In Italy, Mario Monti needs to use his time as Commissioner-with-extraordinary-powers to find a way to pay the bill, but also to try to teach people about Collective urgency. Democracy is a wonderful thing, and we need to get back to the ballot as soon as possible. But we have to stop voting for our short-term needs, or for our own little tribe or constituency, and start voting for the Collective.
If we don't, there will only be more Commissioners.

Hedge Fund Regulation

The New York Times reports that the SEC has approved new rules forcing greater disclosure by hedge funds. Oh sorry – only the largest ones. And we don’t really know if it’s true; the report says the SEC is keeping it secret until the Commodity Futures Trading Commission decides whether to approve it too.

So, maybe, the really big hedge funds will have to start reporting, six months from now and far after the fact, how much of their investments have been made on borrowed money.

Thirteen years after the multibillion-dollar collapse of hedge fund Long-Term Capital Management and a few years now after the collapse of so many banks due to risky derivatives trading, the hedge fund business is still totally opaque and unregulated.  

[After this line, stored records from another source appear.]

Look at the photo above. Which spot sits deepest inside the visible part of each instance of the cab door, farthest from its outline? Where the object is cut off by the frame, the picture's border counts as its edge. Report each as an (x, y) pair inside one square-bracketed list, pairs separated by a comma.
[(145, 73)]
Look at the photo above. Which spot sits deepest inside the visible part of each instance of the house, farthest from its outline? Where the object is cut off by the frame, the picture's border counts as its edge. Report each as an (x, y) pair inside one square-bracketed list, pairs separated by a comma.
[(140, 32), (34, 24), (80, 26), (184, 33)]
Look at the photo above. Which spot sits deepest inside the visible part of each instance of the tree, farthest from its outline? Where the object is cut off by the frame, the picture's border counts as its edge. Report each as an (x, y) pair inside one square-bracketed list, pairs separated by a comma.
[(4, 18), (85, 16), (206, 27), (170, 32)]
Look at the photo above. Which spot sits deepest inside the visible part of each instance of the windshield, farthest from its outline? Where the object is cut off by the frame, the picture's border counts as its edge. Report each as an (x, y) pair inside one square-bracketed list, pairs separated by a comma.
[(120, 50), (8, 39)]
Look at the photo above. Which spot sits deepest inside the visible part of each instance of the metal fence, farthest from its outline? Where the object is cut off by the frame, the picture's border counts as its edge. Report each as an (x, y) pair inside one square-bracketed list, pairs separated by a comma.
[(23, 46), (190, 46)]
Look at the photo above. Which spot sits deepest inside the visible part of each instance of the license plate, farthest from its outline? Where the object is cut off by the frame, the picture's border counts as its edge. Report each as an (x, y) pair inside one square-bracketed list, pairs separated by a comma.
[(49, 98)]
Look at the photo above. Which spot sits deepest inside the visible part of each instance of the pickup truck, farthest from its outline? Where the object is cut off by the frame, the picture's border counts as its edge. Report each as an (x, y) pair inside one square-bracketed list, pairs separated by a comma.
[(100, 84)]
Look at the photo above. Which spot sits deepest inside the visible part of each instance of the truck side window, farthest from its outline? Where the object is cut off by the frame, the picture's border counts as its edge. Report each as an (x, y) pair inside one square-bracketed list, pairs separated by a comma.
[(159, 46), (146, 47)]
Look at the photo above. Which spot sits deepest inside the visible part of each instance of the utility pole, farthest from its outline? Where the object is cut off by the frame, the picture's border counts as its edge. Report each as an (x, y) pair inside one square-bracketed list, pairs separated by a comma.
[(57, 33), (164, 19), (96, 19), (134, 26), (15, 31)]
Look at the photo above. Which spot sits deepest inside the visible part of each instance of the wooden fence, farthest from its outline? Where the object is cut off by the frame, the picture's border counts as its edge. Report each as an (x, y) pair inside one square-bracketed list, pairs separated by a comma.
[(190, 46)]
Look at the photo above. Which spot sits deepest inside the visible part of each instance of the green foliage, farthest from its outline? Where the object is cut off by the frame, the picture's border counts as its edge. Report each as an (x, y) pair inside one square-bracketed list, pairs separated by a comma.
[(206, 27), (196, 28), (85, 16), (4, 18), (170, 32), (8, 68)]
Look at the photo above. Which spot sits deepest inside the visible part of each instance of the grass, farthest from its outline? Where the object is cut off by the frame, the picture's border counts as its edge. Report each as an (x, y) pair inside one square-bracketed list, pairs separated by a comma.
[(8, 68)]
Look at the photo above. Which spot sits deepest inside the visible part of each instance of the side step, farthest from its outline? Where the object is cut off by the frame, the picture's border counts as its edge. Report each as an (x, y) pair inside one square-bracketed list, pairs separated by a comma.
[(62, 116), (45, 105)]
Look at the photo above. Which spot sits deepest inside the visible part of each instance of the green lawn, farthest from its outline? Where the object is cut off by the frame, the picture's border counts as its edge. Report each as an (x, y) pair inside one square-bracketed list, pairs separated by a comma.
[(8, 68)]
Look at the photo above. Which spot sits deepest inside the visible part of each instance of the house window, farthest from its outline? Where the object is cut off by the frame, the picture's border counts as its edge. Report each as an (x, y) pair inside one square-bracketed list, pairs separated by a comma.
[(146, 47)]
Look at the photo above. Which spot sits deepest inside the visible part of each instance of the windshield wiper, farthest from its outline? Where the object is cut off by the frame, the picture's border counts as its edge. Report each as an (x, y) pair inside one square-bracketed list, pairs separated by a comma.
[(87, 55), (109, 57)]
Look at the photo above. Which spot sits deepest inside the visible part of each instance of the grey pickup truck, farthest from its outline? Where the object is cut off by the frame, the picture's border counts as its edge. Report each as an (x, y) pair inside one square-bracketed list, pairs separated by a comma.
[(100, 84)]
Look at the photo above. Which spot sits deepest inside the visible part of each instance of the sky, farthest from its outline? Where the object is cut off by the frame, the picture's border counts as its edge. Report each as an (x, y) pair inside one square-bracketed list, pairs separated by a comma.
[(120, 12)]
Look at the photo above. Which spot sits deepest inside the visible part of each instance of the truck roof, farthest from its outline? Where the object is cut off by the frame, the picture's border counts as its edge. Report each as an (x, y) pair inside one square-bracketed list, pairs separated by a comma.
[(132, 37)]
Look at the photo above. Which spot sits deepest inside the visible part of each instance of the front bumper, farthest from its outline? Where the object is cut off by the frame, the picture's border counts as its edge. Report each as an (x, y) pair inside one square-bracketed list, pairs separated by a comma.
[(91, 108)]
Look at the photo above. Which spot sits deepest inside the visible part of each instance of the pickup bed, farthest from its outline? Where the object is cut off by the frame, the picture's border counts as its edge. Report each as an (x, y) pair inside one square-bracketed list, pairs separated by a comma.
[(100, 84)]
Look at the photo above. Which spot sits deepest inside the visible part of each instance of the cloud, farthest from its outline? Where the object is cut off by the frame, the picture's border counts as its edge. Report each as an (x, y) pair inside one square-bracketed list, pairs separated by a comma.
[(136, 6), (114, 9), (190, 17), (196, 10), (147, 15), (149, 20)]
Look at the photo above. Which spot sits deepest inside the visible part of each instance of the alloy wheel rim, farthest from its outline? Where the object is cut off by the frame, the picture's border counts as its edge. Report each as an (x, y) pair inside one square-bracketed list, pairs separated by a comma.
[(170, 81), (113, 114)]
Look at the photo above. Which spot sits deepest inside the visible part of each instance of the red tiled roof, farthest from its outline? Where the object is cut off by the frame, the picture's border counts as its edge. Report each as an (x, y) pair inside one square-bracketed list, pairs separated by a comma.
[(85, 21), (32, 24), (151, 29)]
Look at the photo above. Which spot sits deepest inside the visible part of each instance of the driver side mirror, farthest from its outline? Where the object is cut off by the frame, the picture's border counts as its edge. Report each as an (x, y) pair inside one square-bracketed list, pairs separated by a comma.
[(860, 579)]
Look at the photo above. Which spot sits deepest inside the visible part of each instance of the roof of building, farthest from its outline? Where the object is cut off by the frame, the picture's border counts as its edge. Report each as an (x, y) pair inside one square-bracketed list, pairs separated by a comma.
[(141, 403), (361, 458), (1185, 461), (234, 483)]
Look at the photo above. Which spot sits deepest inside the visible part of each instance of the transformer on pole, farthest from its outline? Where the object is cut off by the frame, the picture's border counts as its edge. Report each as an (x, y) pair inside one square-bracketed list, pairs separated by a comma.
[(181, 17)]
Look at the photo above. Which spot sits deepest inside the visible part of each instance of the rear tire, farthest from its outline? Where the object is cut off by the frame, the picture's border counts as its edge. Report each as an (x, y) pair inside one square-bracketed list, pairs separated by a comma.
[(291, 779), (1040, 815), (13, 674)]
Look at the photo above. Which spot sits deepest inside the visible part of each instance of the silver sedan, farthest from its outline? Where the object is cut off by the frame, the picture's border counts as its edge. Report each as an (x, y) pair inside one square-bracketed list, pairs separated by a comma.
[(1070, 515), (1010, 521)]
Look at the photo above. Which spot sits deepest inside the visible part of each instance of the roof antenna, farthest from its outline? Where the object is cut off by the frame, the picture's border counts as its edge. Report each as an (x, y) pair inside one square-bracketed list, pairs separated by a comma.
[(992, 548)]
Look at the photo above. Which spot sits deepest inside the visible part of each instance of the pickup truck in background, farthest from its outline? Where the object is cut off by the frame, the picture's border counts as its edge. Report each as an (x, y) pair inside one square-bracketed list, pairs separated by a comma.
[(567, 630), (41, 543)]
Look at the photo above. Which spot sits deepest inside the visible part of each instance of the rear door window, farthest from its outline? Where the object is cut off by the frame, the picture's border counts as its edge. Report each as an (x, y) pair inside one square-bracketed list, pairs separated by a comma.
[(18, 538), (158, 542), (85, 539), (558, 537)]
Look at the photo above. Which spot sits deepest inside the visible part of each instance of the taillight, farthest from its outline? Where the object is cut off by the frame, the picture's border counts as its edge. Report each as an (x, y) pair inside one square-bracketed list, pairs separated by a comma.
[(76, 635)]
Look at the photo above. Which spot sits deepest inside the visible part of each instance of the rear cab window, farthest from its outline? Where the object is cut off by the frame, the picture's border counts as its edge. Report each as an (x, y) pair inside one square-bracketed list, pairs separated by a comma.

The value of derivates trading overall (not just by hedge funds) is still, today, nearly 10 times all the GDP in the world. Borrowed money used for trading, like any borrowed money, must be either paid back, written off, or passed around. If it is written off, society (in the form of creditors, taxpayers, someone) needs to absorb it somehow, as we have seen. Right now a lot is being passed around. What happens when the music stops?

While the Commodity Futures Trading Commission mulls over whether to require the largest hedge funds (according to the current watered-down, lobbied-down version of the rules) to report that huge percentages of the money they are trading with is really borrowed money they don’t actually have, the Commission has a distraction to deal with. It is having to open an investigation into MF Global, the bankrupt brokerage firm where $600 million in client funds went missing. The Commission’s chairman, Gary Gensler, won’t participate in the investigation due to his dealings with MF Global’s CEO Jon Corzine. But the Commission will go ahead and investigate anyway, and even admit it publicly! “The commission has determined it is in the public interest to confirm the existence of this particular investigation,” the agency said in a statement. Off to a good start?

p.s. This wonderfully transparent agency is the Commodity Trading Commission. Do we really want world food prices to be in the hands of clubby Genslers and Corzines?